Preparedness is at the heart, the foundation, of all security and incident response actions.

One way in which faith-based organizations can be active in preparedness and prevention is by recognizing behavioral indicators that might tip off an assailant’s intent. These indicators can be challenging, and it’s important to recognize that they may represent legitimate recreational or commercial activities. However, being able to recognize suspicious behaviors and alerting individuals in a leadership position within the organization can help mitigate a potential threat.
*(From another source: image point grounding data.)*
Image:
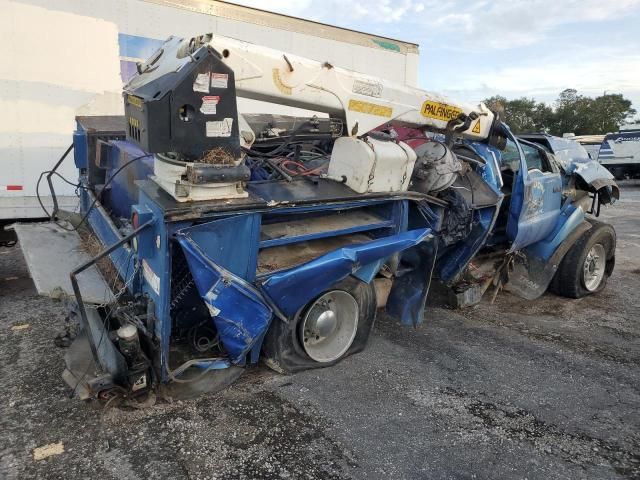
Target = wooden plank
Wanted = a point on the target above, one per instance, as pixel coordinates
(51, 254)
(292, 231)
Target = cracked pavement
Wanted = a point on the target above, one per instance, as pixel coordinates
(515, 389)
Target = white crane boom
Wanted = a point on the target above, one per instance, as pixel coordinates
(367, 102)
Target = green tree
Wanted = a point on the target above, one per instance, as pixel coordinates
(571, 113)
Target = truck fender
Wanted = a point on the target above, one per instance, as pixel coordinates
(532, 274)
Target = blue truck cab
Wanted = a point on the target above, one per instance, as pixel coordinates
(176, 291)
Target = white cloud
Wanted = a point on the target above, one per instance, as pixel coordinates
(341, 12)
(592, 75)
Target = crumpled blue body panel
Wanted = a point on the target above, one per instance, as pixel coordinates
(236, 307)
(291, 289)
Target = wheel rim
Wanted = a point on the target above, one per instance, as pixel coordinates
(329, 326)
(594, 267)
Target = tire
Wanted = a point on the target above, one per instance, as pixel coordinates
(284, 347)
(571, 280)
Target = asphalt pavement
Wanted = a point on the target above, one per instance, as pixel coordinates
(515, 389)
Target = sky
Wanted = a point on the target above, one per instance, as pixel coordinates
(473, 49)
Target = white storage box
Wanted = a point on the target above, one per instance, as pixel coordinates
(372, 165)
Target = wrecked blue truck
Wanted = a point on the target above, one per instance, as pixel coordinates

Some of these indicators include:

  • Persons showing interest in religious facility employees (outside of facility) as well as inquiring about facility practices and procedures;
  • Persons acquiring material used to make weapons of any kind coupled with the persons promoting violence;
  • Personal interest in posts or other media that show extreme acts of violence against others;
  • Person undertaking unusual Internet searches that may include interest in a specific target and/or searches that discuss planning and logistics related to committing an act of violence;
  • Person actively seeking communication with persons who promote violence either via the Internet or in person
  • Persons leaving packages unattended in public spaces;
  • Persons having access to or desire to have access to maps, plans, blueprints, or drawings that indicate curious interest in a sensitive location; and,
  • Partaking, for no apparent reason, in any of the following activities over a multi-day period
    • Parking, standing or loitering in a particular place;
    • Taking pictures or video of a particular location;
    • Observing or having interest in reaction to drills or emergency procedures in one location or observing the same at similar locations

The need for FBOs, especially houses of worship is two-fold; provide better assistance in recovery efforts through more robust and directed coordination with public and private sector partners and to buttress plans that address the continuing and, ever-present, physical threat to individual houses of worship.